Chères et chers collègues,

Je me permets de vous transmettre cet article du Monde, qui explique comment le ministère parvient à produire des chiffres notoirement faux sur le nombre de cas COVID parmi nos élèves. L’article décrit aussi la façon dont ces fausses informations sont diffusées.

On peut noter en particulier que la différence entre les chiffres de notre ministère et la réalité a atteint un niveau spectaculaire (je cite le journal) lors des vacances de la Toussaint, avec un facteur 13. Cet ordre de grandeur dépasse de beaucoup celui, fameux, des exagérations de Donald Trump au sujet du public ayant assisté à son investiture.
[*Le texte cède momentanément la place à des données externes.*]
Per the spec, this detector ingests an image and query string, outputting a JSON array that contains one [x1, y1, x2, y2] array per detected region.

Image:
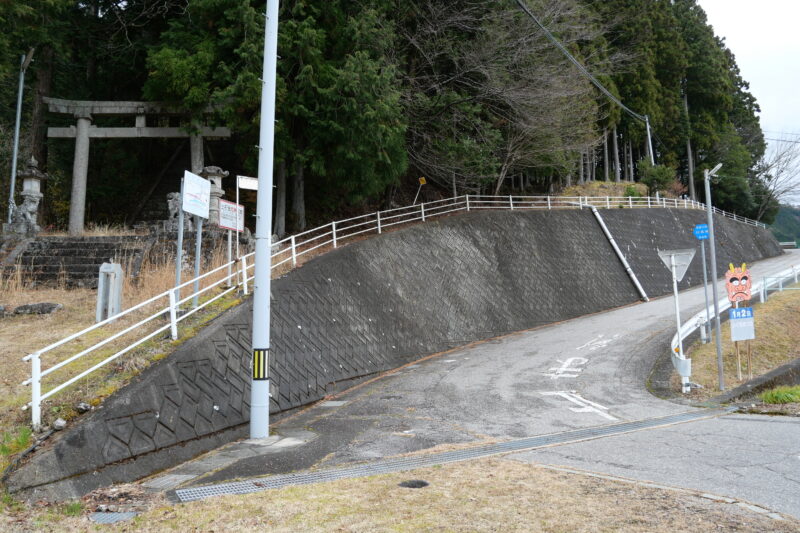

Le président américain se contenta, en effet, d’un facteur 7.6.

Étonnamment, cette tension entre réalité et chiffres de notre ministère ne semble pas incommoder le gouvernement qui, pourtant, se montrait soucieux de lutter contre les fake news dans la matière :

« La crise du #COVID19 favorise la propagation de #fakenews. Plus que jamais, il est nécessaire de se fier à des sources d’informations sûres et vérifiées. C’est pourquoi le site du @gouvernementFR propose désormais un espace dédié. »,

affirmait madame Ndiaye lors du lancement de la page « Desinfox Coronavirus ».

Il est vrai, cependant, que cette page a été rapidement fermée devant les réactions des rédactions : « L’Etat n’est pas l’arbitre de l’information »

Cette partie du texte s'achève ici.